Biotech Grows Up

  • You have to have a strong stomach to invest in biotechnology. Last year a few words from Tony Blair and Bill Clinton about making genes "freely available to scientists" took half the value out of the typical biotech stock within a month. Early this year, when Celera Genomics and the Human Genome Project said they would publish a working draft of the human genome (the full complement of human genes), biotech shares rallied briefly.

    But they took another dive, in part because of news that the draft included fewer than 40,000 genes--about 60,000 short of the number expected. After Sept. 11, biotech crashed along with the rest of the market, but it has lately risen resolutely. One reason is all the talk of bioterrorism and the need for remedies. But the other, more important one is that biotech firms, many of which survived for years on their promise, are increasingly turning into real businesses, with real managers, products and earnings.

    Genomics firms in the U.S. and Europe--those involved in sexy explorations of the genome--once swore they would steer clear of risky drug development and stick to peddling genetic information.
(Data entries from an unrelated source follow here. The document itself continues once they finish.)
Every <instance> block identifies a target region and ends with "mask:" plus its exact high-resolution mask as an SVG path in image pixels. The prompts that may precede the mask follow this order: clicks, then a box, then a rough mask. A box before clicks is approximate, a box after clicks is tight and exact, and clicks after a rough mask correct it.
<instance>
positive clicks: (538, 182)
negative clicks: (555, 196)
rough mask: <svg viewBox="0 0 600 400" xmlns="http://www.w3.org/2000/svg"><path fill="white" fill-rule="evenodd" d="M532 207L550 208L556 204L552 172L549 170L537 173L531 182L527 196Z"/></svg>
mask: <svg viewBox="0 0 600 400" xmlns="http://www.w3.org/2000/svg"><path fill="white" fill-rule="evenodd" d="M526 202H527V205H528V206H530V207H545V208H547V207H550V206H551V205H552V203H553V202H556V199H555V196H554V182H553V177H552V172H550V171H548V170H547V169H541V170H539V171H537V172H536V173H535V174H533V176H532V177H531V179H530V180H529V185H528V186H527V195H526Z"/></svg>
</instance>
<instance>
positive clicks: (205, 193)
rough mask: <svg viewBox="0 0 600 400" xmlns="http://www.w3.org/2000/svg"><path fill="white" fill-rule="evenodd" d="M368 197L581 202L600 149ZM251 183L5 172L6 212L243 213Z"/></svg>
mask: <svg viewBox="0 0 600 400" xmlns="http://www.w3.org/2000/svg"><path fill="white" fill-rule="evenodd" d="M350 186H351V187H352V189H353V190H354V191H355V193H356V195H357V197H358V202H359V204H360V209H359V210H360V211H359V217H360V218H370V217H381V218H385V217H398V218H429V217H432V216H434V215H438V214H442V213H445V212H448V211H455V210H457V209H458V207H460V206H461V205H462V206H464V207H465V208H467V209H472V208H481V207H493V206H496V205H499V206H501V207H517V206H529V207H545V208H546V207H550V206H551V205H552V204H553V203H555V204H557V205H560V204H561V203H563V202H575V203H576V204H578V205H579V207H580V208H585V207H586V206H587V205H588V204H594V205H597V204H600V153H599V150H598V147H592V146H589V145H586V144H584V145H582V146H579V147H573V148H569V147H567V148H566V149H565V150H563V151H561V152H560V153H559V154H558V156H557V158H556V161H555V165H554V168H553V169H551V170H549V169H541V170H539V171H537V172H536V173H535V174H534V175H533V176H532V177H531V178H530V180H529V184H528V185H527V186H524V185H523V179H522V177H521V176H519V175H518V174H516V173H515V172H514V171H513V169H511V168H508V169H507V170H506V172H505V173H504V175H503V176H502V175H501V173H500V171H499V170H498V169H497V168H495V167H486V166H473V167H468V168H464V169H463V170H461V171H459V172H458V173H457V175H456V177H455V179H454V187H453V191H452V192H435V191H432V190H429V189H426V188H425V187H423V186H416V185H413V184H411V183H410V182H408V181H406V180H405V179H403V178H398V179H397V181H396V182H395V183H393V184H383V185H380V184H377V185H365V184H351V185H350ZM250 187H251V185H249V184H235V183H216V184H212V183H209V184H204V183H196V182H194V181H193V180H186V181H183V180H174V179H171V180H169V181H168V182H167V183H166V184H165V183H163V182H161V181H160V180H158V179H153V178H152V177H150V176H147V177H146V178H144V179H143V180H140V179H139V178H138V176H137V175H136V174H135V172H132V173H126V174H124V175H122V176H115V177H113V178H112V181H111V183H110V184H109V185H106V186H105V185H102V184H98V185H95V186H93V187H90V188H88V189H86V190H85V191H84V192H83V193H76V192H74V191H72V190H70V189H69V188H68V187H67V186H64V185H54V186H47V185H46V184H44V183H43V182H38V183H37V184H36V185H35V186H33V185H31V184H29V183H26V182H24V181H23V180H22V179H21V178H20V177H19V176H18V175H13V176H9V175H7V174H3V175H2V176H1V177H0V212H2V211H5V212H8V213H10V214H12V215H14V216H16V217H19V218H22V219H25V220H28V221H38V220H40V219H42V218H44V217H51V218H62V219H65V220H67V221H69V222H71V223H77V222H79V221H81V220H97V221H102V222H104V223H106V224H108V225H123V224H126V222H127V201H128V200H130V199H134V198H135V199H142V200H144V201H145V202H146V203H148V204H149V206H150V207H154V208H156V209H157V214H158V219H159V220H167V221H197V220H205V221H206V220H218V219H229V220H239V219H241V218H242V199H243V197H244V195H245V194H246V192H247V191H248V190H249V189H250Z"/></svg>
But many are now busy recasting themselves as little pharmaceutical firms and buying up smaller companies to fill the holes in their drug-development technology. Meanwhile, big drugmakers such as Aventis and Bristol-Myers Squibb, under pressure to jump-start their slowing rates of drug discovery, are investing billions of dollars in collaborations with biotech firms to mine the genome for new medicines.

    Wall Street's recent drug addiction strikes some as ironic. Robert Erwin, CEO of the Vaca Valley, Calif., biotech firm Large Scale Biology, recalls being told all last year that investors were interested only in hearing about his company's technology. "Now the advice I get is, 'Don't talk about your technology. People only want to hear about your products.'"

    Millennium Pharmaceuticals of Cambridge, Mass., has been a step ahead of most competitors. It announced on Dec. 6 the acquisition of COR Therapeutics of South San Francisco, Calif., for a stock swap worth $2 billion--the largest in biotech history and Millennium's fourth acquisition in as many years. That was just the latest in a series of mergers that have changed the face of the industry. Last month Celera Genomics, once the quintessential genetic information-services company, paid $174 million for Axys Pharmaceuticals of South San Francisco, a master designer of drugs. Another major information-services firm, Incyte Genomics, based in Palo Alto, Calif., laid off 400 employees from one of its gene-analysis services to focus resources on drug development. Late last month Incyte's founder hired a pair of veterans from DuPont Pharmaceuticals as CEO and chief scientific officer.

    There's plenty of cash available to fuel more drug-driven consolidation, particularly in the U.S., where, according to Ernst & Young, annual biotech revenues have risen at an 11% clip since 1995. Although only 60 of 339 publicly traded U.S. firms turned a profit last year, that's three times as many as did in 1995. And 42% of them have enough cash squirreled away to last at least five years at current burn rates--up from 24% in 1998. Worldwide, as money has rushed out of telecom and digital-technology stocks in the past couple of years, biotechs have raised more than $47 billion in public and private financing. Says Mark Edwards, head of Silicon Valley consultancy Recombinant Capital: "The best genomics companies have all the money and moxie they need to step up and create the kind of pharmaceutical firm that pharmas would like to be."

    The biotechs also have a healthy crop of experienced managers to guide them through the transition. "There's a lot of this dotcom--whoops--dotbomb stuff that people think about" when they think about biotechnology, laments Steven Burrill, CEO of the San Francisco merchant bank Burrill & Co. But the image of "crazy guys throwing companies together with dreams of grandeur and no understanding of business" is not accurate, he says. Respected, seasoned executives at large biotechs such as Millennium and Human Genome Sciences of Rockville, Md., have carefully thought through the challenges they face as they move from the genome to the pharmacy.

    Meanwhile, the industry's scientific focus has also shifted--away from genes to the proteins those genes encode. These proteins are the molecules on which drugs exert their effects. The medicines that doctors use to treat cancers, for example, work by invading and disabling the proteins responsible for a tumor's uncontrolled growth. The best of them--like Novartis' hot new pill Gleevec--pick their targets selectively and cause fewer side effects than standard chemotherapy.

    The multibillion-dollar race under way to identify those target proteins is transforming drug discovery in the same way that the assembly line transformed the automotive industry. Drug development in much of the past century was a charmingly fuddy-duddy affair, carried out amid frothing beakers and spiraling tubes. Today it is conducted through the chilly mediation of robots and beeping computers.